The patient consists of a 73-year-old patient with history of high blood pressure (HBP), heart failure (HF), 5 previous infarctions with installation of 2 coronary stents and coronary revascularization in 2018. As an outpatient, he used losartan 50 mg every 12 hours orally (PO), carvedilol 6.25 mg every 12 hours PO, acetylsalicylic acid 100 mg every 24 hours PO, atorvastatin 80 mg every 24 hours PO since approximately 2018, furosemide 40 mg every 24 hours PO, and another unspecified diuretic.

Indirect Anamnesis

The patient had a previous hospitalization and was admitted to the Emergency Department due to a syncopal episode vs lipothymia, accompanied by vomiting, dyspnea, and a history of paresis in the right upper extremity (RUE) and right lower extremity (RLE). In this context, the patient was admitted under a diagnosis of Syncope with cardiogenic observation due to 1st degree atrioventricular block evidenced in the admission electrocardiogram. Table 1 displays the exams of this hospitalization.
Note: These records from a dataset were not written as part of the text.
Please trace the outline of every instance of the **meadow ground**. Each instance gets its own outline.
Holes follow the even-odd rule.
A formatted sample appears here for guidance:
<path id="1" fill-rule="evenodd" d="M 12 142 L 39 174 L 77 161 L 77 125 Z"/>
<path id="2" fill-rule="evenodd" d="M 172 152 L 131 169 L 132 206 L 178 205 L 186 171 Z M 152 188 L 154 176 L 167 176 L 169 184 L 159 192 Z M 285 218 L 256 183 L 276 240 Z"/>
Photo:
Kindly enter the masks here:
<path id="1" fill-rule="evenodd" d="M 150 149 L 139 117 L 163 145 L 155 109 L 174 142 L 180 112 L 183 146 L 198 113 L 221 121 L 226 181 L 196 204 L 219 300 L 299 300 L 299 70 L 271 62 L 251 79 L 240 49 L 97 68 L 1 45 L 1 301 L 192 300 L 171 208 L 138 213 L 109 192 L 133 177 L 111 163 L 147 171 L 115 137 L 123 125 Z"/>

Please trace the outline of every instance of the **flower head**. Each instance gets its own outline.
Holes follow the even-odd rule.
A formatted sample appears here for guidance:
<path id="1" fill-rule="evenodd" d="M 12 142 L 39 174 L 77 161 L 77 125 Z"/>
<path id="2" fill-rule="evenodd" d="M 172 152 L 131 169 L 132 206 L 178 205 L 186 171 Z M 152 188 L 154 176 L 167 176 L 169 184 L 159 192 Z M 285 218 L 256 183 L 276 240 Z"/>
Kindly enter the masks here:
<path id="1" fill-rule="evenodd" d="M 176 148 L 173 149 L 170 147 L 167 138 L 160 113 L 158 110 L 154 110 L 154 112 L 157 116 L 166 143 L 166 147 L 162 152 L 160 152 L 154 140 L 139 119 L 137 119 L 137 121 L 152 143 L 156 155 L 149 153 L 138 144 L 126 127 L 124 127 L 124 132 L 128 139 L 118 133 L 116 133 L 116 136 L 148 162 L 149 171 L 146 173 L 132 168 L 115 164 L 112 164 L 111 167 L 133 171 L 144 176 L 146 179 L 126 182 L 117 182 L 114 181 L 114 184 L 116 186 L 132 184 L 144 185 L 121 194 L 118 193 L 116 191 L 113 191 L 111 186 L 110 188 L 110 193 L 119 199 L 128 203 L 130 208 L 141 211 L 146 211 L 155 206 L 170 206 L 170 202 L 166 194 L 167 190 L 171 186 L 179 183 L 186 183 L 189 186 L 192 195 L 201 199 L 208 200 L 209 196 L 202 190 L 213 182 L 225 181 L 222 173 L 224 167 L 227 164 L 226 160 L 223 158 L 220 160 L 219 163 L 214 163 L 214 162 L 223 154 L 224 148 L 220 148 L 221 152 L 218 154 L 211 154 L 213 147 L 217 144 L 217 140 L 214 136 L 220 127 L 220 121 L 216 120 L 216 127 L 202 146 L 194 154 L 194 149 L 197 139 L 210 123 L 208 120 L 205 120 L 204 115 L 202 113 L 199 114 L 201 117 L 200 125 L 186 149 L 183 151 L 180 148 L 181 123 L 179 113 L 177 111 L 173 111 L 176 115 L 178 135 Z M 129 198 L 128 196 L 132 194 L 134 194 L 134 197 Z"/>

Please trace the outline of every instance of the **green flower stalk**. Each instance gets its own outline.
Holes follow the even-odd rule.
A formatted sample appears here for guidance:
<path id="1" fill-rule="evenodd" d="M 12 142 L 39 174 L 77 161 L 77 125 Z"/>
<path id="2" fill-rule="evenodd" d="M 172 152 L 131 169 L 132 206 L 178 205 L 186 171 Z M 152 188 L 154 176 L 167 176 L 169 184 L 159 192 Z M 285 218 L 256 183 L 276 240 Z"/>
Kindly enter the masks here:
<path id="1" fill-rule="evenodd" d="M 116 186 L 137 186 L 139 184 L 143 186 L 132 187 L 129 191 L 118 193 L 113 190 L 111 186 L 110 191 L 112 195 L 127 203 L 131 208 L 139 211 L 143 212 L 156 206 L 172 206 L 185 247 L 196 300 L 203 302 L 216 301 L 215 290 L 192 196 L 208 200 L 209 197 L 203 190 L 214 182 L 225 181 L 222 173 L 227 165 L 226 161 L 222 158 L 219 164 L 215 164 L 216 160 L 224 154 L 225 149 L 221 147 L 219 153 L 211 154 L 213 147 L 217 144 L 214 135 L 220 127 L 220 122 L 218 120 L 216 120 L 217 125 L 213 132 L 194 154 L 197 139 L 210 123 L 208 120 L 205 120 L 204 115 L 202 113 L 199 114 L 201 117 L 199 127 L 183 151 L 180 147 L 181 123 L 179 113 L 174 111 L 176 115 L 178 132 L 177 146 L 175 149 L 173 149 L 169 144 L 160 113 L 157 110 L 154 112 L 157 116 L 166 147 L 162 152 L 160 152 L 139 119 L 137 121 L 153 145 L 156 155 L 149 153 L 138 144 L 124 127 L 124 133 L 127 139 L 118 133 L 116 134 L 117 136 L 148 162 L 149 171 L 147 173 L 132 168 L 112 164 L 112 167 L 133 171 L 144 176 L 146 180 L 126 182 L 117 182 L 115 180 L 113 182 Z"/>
Table 1: Laboratory Exams Indirect Anamnesis

Subsequently, it was decided to transfer the patient to the Intermediate Medical Treatment Unit (IMCU) where, due to compromised conscience, he was evaluated by Neurology and was diagnosed with a transient ischemic attack (TIA) because of the duration of the patient’s clinical condition. An imaging study was performed that ruled out ischemic cerebrovascular accident (CVA) involvement. Once clinical stability was achieved, it was decided to transfer the patient to Medicine where a complete urine proteinuria study was performed, requesting an immunological profile and images. In addition, neurology follow-up continued, and the patient was discharged with Enalapril,10 mg 1 tablet every 12 hours PO permanently; Atorvastatin 40 mg 2 tablets per day PO permanently; Clopidogrel 75 mg 1 tablet per day PO permanently; Acetylsalicylic acid 100 mg 1 tablet per day PO permanently; Levothyroxine 100 mcg ½ tablet a day PO, take in the morning on an empty stomach; and Paracetamol 500 mg 2 tablets every 8 hours PO for 10 days. Upon discharge, he was transferred to home hospitalization (HITH) to monitor plasma electrolytes, kidney function and anti-phospholipase A2 receptor (PLA2R) antibody. During hospitalization, the patient reported neck pain, hence the treating physician indicated the use of pregabalin 75 mg every 24 hours PO on the night starting on October 2, 2024.

Current Hospitalization

The patient, with the previously described medical history, presented hospitalization in October 2024 in the ED of Hospital El Pino for a transient ischemic attack (TIA), evaluated by neurology that indicated double antiplatelet aggregation. In addition, alteration in urine proteins was examined to identify a possible nephrotic syndrome. Tests were taken to rule out autoimmune diseases, resulting negative. The patient was discharged and entered outpatient follow-up by nephrology to study the causality of nephrotic syndrome.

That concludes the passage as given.